Tulisan ini juga sebagai klarifikasi dari penulis dan kawan-kawan pihak Dinas Pendidikan Kab. Musi Rawas. Penting penulis ungkapkan, bahwa tidak semua dari pegawai yang bekerja di Dinas Pendidikan terlibat dalam kegiatan ini. Sekadar mengetahui pun, mayoritas tidak.
Selain itu, tidaklah bijak menyalahkan peserta dan para undangan dalam konteks ini.
Andai ada orang yang mesti bertanggung jawab penulis kira adalah pejabat yang memobilisasi para peserta sehingga mereka berduyun-duyun menghadiri terlibat dalam kerumunan saat kegiatan seminar berlangsung.
Sungguh tidak memiliki kepekaan atas krisis. Padahal, sebagai pejabat pemerintah, harus mampu memetakan dan memikirkan respons terhadap peristiwa tersebut.
Mereka harus menjadi role model atas implementasi kebijakan prokes.
Berpijak dari hal tersebut di atas, penulis mengapresiasi keinginan baik dari rekan-rekan aktivis dan penggiat pendidikan untuk melaporkan kegiatan seminar di tengah pandemi ini kepada Gugus Tugas Penanganan Covid-19.

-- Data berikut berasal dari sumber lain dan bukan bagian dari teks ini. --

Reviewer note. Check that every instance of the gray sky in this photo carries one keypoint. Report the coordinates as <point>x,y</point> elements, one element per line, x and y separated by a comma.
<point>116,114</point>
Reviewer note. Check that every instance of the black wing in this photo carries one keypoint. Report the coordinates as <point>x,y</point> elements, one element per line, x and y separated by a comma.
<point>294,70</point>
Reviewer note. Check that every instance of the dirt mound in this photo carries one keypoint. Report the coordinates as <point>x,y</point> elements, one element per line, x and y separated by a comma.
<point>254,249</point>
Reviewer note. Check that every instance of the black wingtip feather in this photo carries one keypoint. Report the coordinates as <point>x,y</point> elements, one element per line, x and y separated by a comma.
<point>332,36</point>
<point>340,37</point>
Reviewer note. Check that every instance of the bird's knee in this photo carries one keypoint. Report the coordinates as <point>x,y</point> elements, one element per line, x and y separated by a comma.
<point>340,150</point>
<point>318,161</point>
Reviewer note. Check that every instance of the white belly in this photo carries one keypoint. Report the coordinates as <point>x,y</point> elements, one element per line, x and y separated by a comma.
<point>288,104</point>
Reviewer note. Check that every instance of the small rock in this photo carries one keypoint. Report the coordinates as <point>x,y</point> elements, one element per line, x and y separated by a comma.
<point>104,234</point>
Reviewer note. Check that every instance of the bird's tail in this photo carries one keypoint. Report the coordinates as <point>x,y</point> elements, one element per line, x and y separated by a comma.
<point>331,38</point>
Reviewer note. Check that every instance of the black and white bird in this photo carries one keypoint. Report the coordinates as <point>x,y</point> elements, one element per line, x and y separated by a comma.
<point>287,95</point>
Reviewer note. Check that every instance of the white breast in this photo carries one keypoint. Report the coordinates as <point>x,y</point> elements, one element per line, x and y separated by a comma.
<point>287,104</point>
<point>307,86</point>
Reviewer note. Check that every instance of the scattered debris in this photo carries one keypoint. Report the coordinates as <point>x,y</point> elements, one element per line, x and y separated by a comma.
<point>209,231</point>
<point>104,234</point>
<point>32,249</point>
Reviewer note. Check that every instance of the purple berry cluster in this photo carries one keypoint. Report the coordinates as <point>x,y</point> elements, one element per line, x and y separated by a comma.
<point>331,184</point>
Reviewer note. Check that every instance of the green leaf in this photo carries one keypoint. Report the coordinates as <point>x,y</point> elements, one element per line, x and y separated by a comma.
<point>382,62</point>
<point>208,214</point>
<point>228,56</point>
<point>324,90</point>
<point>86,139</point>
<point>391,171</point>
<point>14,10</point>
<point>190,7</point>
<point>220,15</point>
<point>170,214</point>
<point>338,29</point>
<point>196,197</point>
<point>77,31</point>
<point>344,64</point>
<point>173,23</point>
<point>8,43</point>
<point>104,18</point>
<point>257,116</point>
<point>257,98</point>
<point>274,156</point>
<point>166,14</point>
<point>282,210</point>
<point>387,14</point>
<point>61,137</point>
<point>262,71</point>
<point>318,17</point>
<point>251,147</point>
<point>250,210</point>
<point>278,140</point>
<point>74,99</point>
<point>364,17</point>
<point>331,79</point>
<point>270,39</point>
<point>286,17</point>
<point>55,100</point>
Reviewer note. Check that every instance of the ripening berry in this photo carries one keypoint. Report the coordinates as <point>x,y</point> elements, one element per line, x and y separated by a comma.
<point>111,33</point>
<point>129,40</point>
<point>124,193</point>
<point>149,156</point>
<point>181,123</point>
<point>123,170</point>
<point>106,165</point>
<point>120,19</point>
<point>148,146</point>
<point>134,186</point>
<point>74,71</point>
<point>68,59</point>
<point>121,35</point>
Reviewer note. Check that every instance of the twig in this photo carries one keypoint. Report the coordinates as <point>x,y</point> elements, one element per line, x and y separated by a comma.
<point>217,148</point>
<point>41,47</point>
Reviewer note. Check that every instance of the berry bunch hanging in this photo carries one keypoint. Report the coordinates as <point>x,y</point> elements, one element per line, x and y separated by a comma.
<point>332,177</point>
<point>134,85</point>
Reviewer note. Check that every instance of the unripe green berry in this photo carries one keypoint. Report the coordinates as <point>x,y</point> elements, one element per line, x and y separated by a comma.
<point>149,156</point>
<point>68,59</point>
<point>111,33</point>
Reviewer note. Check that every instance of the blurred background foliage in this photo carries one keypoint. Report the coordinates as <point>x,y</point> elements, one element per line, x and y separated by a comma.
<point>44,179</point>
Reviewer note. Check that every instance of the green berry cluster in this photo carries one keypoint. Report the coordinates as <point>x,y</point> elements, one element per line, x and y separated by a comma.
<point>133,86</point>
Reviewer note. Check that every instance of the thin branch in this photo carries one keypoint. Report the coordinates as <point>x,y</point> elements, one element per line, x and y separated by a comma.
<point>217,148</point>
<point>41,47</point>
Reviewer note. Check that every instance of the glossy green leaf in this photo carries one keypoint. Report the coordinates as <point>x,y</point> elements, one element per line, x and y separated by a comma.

Karena sebagai pejabat pemerintah haruslah sensitif dengan situasi pandemi Virus Corona ini.
Mengingat pandemi mematikan ini belumlah usai.
Ke depan sebaiknya, agar kiranya kita dapat memetik hikmah dari kasus ini. Kegiatan tatap muka yang menimbulkan kerumunan, agar kiranya diganti dengan kegiatan secara virtual.
Sesuai dengan semangat yang dibangun saat peluncuran program Indonesia Makin Cakap Digital oleh Menkominfo, yang pada saat peluncurannya beberapa waktu yang lalu dihadiri oleh Presiden Jokowi, Mendagri, dan Mendikbud riset, dan teknolgi.